Mollie was born in Peebles, the daughter of a chartered accountant who moved to Edinburgh. After attending Edinburgh Ladies' College (the Mary Erskine School, then in Queen Street) in the war years, she qualified at Dunfermline College, which was then based in Aberdeen. Although not outstanding in sport (she was a keen swimmer and played occasional golf), her obvious ability brought steady promotion.
Following a short period teaching in Edinburgh schools, she was appointed to a temporary lectureship at Moray House. She became senior lecturer at Ripon Training College in Yorkshire and principal lecturer at Aberdeen College of Education.
In 1964, Mollie joined the inspectorate and in 1970 was appointed principal of Dunfermline College, then in new premises at Cramond, an attractive location which had co-incidentally become well known for the outstanding ministry of Campbell Maclean, the college chaplain.
With support from the vice-principal and other staff, she expanded the buildings and the courses, earning degree-awarding status from the Council for National Academic Awards and extending into new fields such as leisure management. Apart from the question of children's activity, two other concerns of those years are still topical: the safety of outdoor education, which was brought into question by a tragic accident in the Cairngorms in November 1971; and the enlargement of Edinburgh Airport, the subject of a major public inquiry.
The biggest challenge was the survival of the college in the face of public-expenditure constraints and government assessments of student number. A major campaign in 1977 included 90 leaders or articles in The Scotsman and 56 written questions tabled in the House of Commons by the local MP, Lord James Douglas-Hamilton.
Having twice resisted the threat of closure or merger with Dundee College of Education, Mollie retired in the summer of 1983 and was appointed CBE in the following New Year's Honours for services to education.
The college's reprieve proved to be temporary. Although it gained the Scottish Centre for Physical Education from Jordanhill, it ceased to be an independent institution in 1986, becoming part of Moray House. After a short association with Heriot-Watt, Moray House became part of Edinburgh University in 1998. The university disposed of the Cramond campus.

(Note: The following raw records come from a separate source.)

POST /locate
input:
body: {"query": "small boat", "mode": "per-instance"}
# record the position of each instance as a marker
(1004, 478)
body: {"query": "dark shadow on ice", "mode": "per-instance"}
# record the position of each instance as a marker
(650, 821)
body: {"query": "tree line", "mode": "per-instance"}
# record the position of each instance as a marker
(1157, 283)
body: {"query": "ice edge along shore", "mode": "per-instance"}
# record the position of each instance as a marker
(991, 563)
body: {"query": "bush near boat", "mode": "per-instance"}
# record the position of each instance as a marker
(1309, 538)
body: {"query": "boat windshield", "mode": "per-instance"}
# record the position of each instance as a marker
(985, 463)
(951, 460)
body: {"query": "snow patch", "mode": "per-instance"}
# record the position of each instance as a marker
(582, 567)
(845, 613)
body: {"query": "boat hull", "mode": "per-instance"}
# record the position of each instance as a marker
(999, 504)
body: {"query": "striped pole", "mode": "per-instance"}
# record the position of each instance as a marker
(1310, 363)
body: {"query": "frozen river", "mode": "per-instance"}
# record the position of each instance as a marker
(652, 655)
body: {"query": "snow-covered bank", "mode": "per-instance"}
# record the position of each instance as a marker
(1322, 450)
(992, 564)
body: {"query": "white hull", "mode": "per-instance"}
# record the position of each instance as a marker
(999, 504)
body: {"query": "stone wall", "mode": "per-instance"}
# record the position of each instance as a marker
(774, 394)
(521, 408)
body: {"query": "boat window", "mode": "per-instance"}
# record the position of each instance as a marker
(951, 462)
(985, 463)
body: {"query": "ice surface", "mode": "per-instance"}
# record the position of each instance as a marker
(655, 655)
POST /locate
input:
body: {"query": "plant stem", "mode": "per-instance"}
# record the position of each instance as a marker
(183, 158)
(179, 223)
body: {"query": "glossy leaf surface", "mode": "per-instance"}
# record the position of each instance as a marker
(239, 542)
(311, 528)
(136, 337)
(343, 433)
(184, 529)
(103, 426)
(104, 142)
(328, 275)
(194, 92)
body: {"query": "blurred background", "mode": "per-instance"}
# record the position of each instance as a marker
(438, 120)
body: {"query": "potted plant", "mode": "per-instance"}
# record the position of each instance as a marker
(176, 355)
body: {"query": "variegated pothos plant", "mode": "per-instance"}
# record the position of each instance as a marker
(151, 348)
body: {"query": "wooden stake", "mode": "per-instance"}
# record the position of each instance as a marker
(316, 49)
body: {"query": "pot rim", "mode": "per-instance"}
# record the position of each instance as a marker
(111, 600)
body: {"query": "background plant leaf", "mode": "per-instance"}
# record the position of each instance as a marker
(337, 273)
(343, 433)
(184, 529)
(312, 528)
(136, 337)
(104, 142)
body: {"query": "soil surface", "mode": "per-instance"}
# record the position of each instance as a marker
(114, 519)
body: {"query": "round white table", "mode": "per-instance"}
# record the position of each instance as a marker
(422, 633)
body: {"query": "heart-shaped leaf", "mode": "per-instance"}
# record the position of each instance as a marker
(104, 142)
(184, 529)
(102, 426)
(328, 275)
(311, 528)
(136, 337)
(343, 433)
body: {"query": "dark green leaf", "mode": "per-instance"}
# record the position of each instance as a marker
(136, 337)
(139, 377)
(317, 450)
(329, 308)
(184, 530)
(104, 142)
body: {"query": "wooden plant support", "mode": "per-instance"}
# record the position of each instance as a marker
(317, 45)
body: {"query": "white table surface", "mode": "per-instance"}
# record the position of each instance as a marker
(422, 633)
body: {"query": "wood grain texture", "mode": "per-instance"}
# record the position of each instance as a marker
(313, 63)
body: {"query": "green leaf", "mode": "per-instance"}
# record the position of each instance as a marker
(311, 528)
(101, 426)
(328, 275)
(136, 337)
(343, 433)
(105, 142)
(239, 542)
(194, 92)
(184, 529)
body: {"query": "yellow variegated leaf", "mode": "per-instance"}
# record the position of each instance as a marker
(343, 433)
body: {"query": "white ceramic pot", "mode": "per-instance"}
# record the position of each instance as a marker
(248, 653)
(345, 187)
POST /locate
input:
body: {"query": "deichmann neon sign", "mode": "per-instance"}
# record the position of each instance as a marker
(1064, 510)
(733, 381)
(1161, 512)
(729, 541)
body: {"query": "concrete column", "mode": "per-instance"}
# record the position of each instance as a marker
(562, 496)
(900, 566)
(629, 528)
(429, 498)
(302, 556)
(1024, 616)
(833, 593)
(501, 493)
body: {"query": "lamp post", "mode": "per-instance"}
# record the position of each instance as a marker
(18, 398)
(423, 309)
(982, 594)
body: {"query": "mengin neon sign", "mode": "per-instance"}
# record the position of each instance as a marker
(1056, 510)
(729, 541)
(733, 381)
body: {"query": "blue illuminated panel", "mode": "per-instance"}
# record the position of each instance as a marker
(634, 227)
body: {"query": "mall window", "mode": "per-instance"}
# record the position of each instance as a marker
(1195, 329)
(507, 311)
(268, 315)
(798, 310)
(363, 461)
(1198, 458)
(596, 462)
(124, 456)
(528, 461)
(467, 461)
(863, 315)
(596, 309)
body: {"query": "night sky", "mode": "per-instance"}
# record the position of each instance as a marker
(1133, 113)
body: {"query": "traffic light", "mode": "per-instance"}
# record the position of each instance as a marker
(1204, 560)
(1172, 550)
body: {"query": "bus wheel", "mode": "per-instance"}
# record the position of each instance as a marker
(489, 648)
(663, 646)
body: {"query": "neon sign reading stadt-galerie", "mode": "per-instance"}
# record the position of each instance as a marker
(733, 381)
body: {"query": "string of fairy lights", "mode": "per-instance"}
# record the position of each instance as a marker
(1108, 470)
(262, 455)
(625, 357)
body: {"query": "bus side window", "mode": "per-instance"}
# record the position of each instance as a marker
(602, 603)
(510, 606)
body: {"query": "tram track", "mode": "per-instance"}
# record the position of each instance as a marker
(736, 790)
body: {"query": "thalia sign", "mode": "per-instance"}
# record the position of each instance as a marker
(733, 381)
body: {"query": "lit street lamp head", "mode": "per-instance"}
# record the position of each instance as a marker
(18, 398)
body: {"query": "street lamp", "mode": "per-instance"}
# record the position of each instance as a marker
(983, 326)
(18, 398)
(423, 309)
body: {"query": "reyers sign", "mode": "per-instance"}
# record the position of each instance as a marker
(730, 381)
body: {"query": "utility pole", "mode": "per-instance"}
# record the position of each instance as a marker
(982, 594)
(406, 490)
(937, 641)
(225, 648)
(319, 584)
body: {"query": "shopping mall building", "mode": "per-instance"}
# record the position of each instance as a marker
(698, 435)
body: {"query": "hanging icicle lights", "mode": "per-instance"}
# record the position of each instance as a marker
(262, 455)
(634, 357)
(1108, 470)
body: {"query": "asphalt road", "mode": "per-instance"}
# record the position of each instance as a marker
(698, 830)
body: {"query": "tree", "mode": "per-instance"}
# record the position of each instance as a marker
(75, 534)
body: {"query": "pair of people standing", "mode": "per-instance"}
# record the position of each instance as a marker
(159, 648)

In 2002, youths set fire to the unoccupied buildings and the site has been developed for housing.
Mollie Abbott served at various times on related organisations such as the Scottish Council of Physical Education, the Scottish Sports Council, the General Teaching Council for Scotland, the Court of Heriot-Watt University and the Scottish Arts Council (reflecting her interest in dance).
She is survived by her niece, nephew and three great-nieces.